Can one make explicit one such map? Can such a map be an homeomorphism?

Little addendum. The smooth homeomorphism constructed in Ryan's answer below is of course not a diffeomorphism.

Does one have some control on the non-smooth locus of the inverse of smooth homeomorphims, or on the type of their non-smoothness there?

The inverse of Ryan's map is non-smooth only at the bad pole and I guess the initial map $h$ arises as the "conical differential" of the map there, so the singularity there is pretty bad. Maybe one can find other smooth homeomorphisms whose inverse has a larger non-smooth locus but with tamer non-smoothness there?

Answer 1

Durán wrote down an explicit formula for such map in "Pointed Wiedersehen Metrics on Exotic Spheres and Diffeomorphisms of $S^6$". That is he wrote an explicit formula for an exotic diffeomorphism from $S^6$ to $S^6$ which is homotopic but not isotopic to the identity. This the produces an explicit homeomorphism from $S^7$ to an exotic sphere by glueing as described by Ryan in his answer.

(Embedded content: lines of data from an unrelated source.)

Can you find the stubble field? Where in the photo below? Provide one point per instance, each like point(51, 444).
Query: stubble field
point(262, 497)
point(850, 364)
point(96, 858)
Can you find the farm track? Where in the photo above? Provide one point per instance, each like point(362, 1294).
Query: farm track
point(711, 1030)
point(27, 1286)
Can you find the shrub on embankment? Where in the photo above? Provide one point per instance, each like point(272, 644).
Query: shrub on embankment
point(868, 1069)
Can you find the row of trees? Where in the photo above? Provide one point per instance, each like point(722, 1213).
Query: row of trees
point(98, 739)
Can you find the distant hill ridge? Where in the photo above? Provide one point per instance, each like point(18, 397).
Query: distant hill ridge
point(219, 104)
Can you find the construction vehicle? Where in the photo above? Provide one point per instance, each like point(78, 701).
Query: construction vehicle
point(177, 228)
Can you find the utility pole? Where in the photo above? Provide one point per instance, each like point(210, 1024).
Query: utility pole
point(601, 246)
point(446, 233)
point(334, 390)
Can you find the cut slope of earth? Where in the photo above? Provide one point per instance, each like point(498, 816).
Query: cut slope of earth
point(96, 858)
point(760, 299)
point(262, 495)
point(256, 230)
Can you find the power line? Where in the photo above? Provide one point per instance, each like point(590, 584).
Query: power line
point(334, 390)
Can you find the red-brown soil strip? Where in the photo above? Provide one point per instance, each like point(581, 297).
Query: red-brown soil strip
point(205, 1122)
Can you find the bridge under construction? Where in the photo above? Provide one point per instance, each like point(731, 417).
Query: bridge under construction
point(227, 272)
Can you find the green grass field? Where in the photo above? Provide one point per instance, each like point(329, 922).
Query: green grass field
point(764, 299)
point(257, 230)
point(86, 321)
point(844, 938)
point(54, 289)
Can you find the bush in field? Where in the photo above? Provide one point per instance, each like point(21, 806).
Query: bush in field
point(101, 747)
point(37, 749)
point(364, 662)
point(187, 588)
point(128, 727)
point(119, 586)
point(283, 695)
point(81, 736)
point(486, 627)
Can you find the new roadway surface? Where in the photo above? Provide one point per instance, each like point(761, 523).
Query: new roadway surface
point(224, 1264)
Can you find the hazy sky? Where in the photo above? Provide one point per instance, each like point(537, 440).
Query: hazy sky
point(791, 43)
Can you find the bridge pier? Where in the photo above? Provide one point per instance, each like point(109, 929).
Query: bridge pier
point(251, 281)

Geometric properties of that particular map were later studied by various people. For example, it's written down explicitly on page 1 in "Bootstrapping $Ad$-Equivariant Maps, Diffeomorphisms and Involutions" by Durán and Rigas and Sperança (this link is freely accessible unlike the first one).

Answer 2

I'll answer your question in two steps. (1) You can make a degree one map $f : S^7 \to M$ a homeomorphism, and $C^\infty$-smooth on the complement of a point.

The idea is that you can construct $M$ as the union of two $D^7$'s

$$ M = D^7 \sqcup_{h} D^7$$

where the gluing map $h : S^6 \to S^6$ is some diffeomorphisms of $S^6$ that does not extend to a diffeomorphism of $D^7$.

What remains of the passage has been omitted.